Many of the described therapies have improved safety profiles with reduced toxicity and fewer adverse effects and drug-drug interactions while preserving efficacy. A majority of IFI cases are seen in patients with other comorbid conditions [177], and a variety of treatments and procedures for other conditions are well recognized risk factors for developing IFIs, such as abdominal surgery, chemotherapy, and use central venous catheters. With these patients being treated for multiple reasons concurrently, drug-drug interactions and compound toxicities are significant concerns for physicians. A patient’s ability to tolerate the effects of treatment can limit a clinician when prescribing a course of treatment, especially in critically ill patients. For example, CAmB minimizes the toxicity seen with AmB by using cochleates as a drug delivery system to target the fungal cell membrane. Likewise, olorofim and fosmanogepix have lower risk of toxicity due to fungal-specific targets, and they also possess novel mechanisms of action by inhibition of fungal DHODH for pyrimidine synthesis and Gwt1 for GPI-anchor protein synthesis, respectively. The caveat of olorofim is related to possible drug-drug interactions given its weak inhibition of CYP3A4. Drug-drug interactions are minimized while using CamB and also with tetrazoles because they selectively target the fungal CYP51 enzyme.

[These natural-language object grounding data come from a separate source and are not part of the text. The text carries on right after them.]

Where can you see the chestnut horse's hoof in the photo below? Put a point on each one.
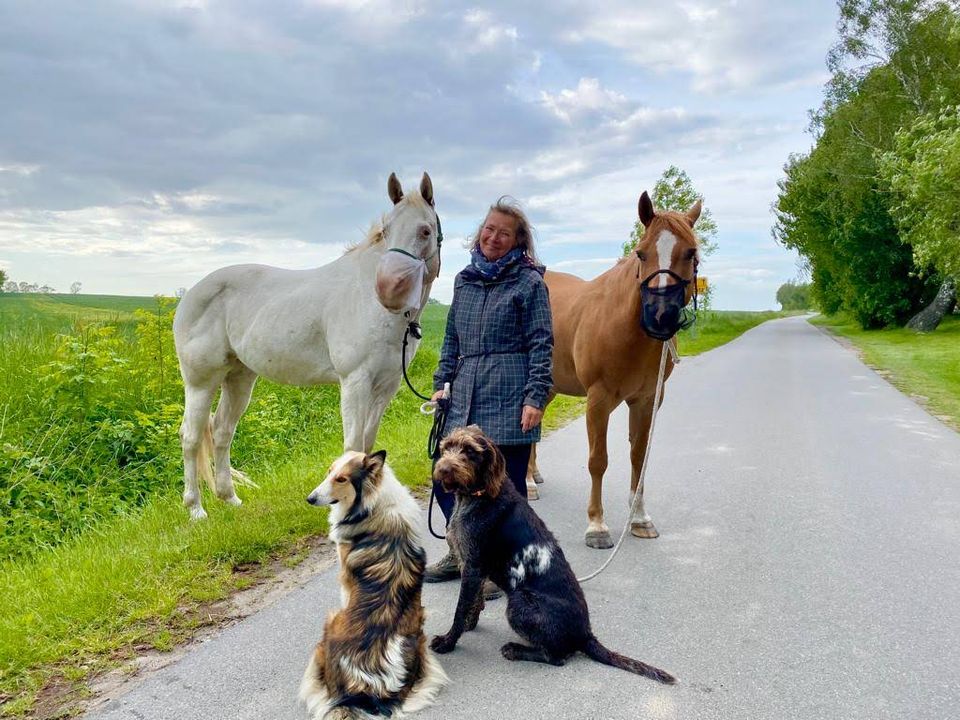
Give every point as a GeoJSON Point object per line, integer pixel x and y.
{"type": "Point", "coordinates": [599, 539]}
{"type": "Point", "coordinates": [644, 530]}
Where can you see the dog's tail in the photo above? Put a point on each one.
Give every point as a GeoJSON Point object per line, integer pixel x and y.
{"type": "Point", "coordinates": [595, 651]}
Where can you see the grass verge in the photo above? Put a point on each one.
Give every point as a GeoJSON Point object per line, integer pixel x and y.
{"type": "Point", "coordinates": [145, 580]}
{"type": "Point", "coordinates": [925, 366]}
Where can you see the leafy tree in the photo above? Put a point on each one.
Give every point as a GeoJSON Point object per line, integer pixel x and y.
{"type": "Point", "coordinates": [794, 296]}
{"type": "Point", "coordinates": [833, 206]}
{"type": "Point", "coordinates": [923, 172]}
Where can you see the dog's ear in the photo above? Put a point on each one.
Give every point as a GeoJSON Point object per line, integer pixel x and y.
{"type": "Point", "coordinates": [373, 464]}
{"type": "Point", "coordinates": [493, 468]}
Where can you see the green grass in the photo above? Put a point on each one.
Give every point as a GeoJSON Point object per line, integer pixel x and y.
{"type": "Point", "coordinates": [923, 365]}
{"type": "Point", "coordinates": [714, 328]}
{"type": "Point", "coordinates": [140, 575]}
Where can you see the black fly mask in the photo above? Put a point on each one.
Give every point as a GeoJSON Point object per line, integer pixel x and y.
{"type": "Point", "coordinates": [663, 312]}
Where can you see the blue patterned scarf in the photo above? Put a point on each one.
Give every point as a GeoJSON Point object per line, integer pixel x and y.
{"type": "Point", "coordinates": [492, 270]}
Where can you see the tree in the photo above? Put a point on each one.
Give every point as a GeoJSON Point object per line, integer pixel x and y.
{"type": "Point", "coordinates": [923, 173]}
{"type": "Point", "coordinates": [794, 296]}
{"type": "Point", "coordinates": [675, 191]}
{"type": "Point", "coordinates": [895, 58]}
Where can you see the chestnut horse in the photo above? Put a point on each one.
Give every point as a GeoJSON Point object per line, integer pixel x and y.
{"type": "Point", "coordinates": [602, 350]}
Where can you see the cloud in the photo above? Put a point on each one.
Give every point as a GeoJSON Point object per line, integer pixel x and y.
{"type": "Point", "coordinates": [199, 133]}
{"type": "Point", "coordinates": [723, 45]}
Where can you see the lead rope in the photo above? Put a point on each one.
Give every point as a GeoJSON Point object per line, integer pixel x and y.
{"type": "Point", "coordinates": [668, 346]}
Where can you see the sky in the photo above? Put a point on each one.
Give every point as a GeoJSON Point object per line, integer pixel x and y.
{"type": "Point", "coordinates": [144, 144]}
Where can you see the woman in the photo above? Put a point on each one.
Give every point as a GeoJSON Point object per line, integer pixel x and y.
{"type": "Point", "coordinates": [497, 350]}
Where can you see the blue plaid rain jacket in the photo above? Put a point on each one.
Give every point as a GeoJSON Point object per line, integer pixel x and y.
{"type": "Point", "coordinates": [497, 351]}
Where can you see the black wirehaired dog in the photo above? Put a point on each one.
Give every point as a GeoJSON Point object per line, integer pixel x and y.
{"type": "Point", "coordinates": [498, 535]}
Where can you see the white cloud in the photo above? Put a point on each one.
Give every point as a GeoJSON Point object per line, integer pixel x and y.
{"type": "Point", "coordinates": [488, 33]}
{"type": "Point", "coordinates": [208, 134]}
{"type": "Point", "coordinates": [589, 97]}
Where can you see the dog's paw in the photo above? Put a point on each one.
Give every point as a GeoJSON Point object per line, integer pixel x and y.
{"type": "Point", "coordinates": [509, 651]}
{"type": "Point", "coordinates": [442, 644]}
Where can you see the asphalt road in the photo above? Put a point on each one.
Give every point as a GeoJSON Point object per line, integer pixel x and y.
{"type": "Point", "coordinates": [807, 565]}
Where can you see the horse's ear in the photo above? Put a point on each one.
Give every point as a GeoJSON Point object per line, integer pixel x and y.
{"type": "Point", "coordinates": [426, 189]}
{"type": "Point", "coordinates": [645, 207]}
{"type": "Point", "coordinates": [393, 189]}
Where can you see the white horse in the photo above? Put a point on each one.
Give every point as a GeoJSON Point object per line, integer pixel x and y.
{"type": "Point", "coordinates": [340, 323]}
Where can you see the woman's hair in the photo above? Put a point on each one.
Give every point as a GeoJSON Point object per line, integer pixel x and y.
{"type": "Point", "coordinates": [509, 206]}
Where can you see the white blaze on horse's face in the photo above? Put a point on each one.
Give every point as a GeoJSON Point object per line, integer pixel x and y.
{"type": "Point", "coordinates": [665, 244]}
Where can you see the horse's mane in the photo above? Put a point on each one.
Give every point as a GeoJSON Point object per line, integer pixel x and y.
{"type": "Point", "coordinates": [375, 233]}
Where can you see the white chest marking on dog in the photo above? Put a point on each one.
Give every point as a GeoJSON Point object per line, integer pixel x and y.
{"type": "Point", "coordinates": [380, 681]}
{"type": "Point", "coordinates": [665, 244]}
{"type": "Point", "coordinates": [532, 560]}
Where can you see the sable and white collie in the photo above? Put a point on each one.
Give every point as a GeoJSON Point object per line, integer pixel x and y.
{"type": "Point", "coordinates": [373, 659]}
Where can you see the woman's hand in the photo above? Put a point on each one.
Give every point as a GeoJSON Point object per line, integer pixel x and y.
{"type": "Point", "coordinates": [530, 418]}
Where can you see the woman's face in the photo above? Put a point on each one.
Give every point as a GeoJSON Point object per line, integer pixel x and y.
{"type": "Point", "coordinates": [498, 236]}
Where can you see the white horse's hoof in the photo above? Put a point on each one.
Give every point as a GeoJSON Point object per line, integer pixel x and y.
{"type": "Point", "coordinates": [644, 529]}
{"type": "Point", "coordinates": [599, 539]}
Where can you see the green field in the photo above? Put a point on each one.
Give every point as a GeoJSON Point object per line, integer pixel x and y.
{"type": "Point", "coordinates": [100, 559]}
{"type": "Point", "coordinates": [925, 366]}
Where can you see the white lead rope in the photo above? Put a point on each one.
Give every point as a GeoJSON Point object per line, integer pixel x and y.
{"type": "Point", "coordinates": [669, 344]}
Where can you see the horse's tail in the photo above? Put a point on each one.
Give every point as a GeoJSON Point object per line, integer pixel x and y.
{"type": "Point", "coordinates": [595, 651]}
{"type": "Point", "coordinates": [205, 455]}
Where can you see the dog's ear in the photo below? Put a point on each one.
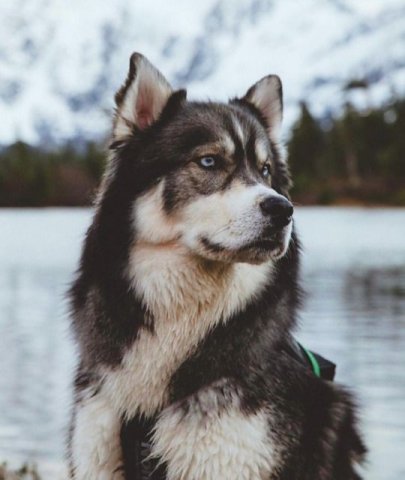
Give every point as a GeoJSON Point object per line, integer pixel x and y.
{"type": "Point", "coordinates": [141, 99]}
{"type": "Point", "coordinates": [267, 96]}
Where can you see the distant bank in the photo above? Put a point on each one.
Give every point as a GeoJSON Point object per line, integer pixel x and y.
{"type": "Point", "coordinates": [356, 158]}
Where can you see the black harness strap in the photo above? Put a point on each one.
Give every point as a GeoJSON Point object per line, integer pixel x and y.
{"type": "Point", "coordinates": [136, 433]}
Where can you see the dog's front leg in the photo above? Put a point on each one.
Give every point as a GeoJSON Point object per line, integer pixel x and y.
{"type": "Point", "coordinates": [94, 447]}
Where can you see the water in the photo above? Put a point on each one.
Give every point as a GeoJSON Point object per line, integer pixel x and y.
{"type": "Point", "coordinates": [353, 271]}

The burden of administration requirements is reduced with the oral formulation of ibrexafungerp, olorofim, and CAmB decreasing barriers of IV administration, and rezafungin has a longer half-life allowing weekly dosing. Complex dosing schedules and IV administration requirements are known to negatively impact medication adherence [178, 179], and, for patients receiving antifungal treatment for extended periods, these oral formulations and reduced dosing intervals have the potential to decrease hospital and clinic visits and ultimately increase patient adherence during treatment.

CONCLUSIONS

These promising features begin to address the urgent need for improvement in available therapies, but there is work still to be done. It is unfortunate that the potential toxicities and disadvantages of these therapies have not been fully evaluated, because most of them have not reached advanced clinical development in stage 3 or 4 studies. Even with all of the drugs in development, not every compound with antifungal activity will result in an approved drug for the market. Translating the results of early studies into clinical candidates can be difficult due to efficacy and financial reasons, and only approximately 20% of the potential antifungal targets published in the literature were further developed [16]. However, given the number of new promising compounds in development, the future is brighter than it has ever been.